The Honduran authorities are keeping the exact location, where ruins were spotted during an aerial survey in 2012, a secret, but in fact this “lost city” was shunned by locals. NationalGeographic.com has published the first pictures of the archaeological site.
Archaeologists surveyed and mapped extensive plazas, earthworks, mounds, and an earthen pyramid belonging to a culture that thrived a thousand years ago, and then vanished. The team, which returned from the site last Wednesday, also discovered a remarkable cache of stone sculptures that had lain untouched since the city was abandoned. reports the National Geographic Society website.
Last used as a sanctuary from the Spanish invaders, but from which no-one returned, its white buildings were visible from the river until overgrown in the 1940s. The mystery of the supposed Eden-like paradise from which no tales ever survived did the rest and it slipped into obscurity.
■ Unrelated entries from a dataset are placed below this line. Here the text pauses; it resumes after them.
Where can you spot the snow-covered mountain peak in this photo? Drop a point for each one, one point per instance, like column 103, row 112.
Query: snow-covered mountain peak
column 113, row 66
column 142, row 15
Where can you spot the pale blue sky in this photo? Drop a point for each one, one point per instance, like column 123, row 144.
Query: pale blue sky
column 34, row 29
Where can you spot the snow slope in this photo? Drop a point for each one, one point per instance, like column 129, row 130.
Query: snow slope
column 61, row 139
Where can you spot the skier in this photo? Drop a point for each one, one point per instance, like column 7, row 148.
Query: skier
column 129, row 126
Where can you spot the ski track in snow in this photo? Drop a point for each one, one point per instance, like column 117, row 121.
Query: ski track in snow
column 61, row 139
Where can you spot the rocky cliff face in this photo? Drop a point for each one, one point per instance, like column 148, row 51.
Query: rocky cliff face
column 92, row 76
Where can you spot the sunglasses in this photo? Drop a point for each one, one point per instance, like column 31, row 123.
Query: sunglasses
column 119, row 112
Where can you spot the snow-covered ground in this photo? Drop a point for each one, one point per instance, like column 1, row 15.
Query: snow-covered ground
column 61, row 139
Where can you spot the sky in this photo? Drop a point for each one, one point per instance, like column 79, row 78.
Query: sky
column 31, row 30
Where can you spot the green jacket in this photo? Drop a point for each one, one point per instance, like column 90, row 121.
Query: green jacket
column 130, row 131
“Ground-truthing” by archaeologists remains to be done but it is thought the remains are consistent with a city that existed between 1000 and 1400 AD, protected by its remoteness from the nearby Aztec and Mayan peoples.
One of the archaeologists on the team just back from the exploratory expedition told National Geographic in an exclusive that the site was pristine, unlooted, and extremely rare. Of particular interest is a cache of ceramics placed as an offering at the base of a pyramid, in what Colorado State University’s Christopher Fisher called a “unique…undisturbed state”.
The last explorer to have claimed entering the city was eccentric Theodore Morde in 1940, bringing thousands of artifacts out of the rain forest, now in America’s Smithsonian collection. He killed himself, taking to the grave the secret of the city’s location, which he feared would be looted. The legend of a giant buried Monkey God statue was told to him by local people. Two years after the discovery, Hollywood director Jacques Tourneur made the memorable Cat People.
The University of Houston was brought in by a couple of filmmakers in 2012 to use Airborne Laser Mapping on a site the pair found promising in their bid to rediscover the site. A lidar scanner was swept across the area, penetrating the thick tropical foliage.
Back in the lab the results stunned the explorers. They revealed a mile-long stretch of the river bank had been shaped by human hand. everything was there; evidence of terracing, mounds, foundations, irrigation, canals and reservoirs. The more they looked, the more they realised this was pre-Colombian.
The National Geographic’s writer and photographer were just part of a team that needed 16 Honduran special forces soldiers to ensure their security and logistic support, including clearing a helicopter landing area. The area is so unspoiled animals come to watch proceedings, and stroll into camp unafraid.
The initial ground investigation leads the team to believe there is more than just the legendary “white city” and its monkey god to discover. They believe that there are more cities to be found over an extensive area that would mean this was a civilisation for which archaeologists do not even have a name yet.
However the Honduran Institute for Anthropology and History warns the rain forest in which these treasures lie is under severe agricultural stress from cattle ranchers keen to cash in on a beef boom, mostly to supply US fast food chains.
Institute director Virgilio Paredes Trapero warns the forest could be gone in eight years if money is not found to save it.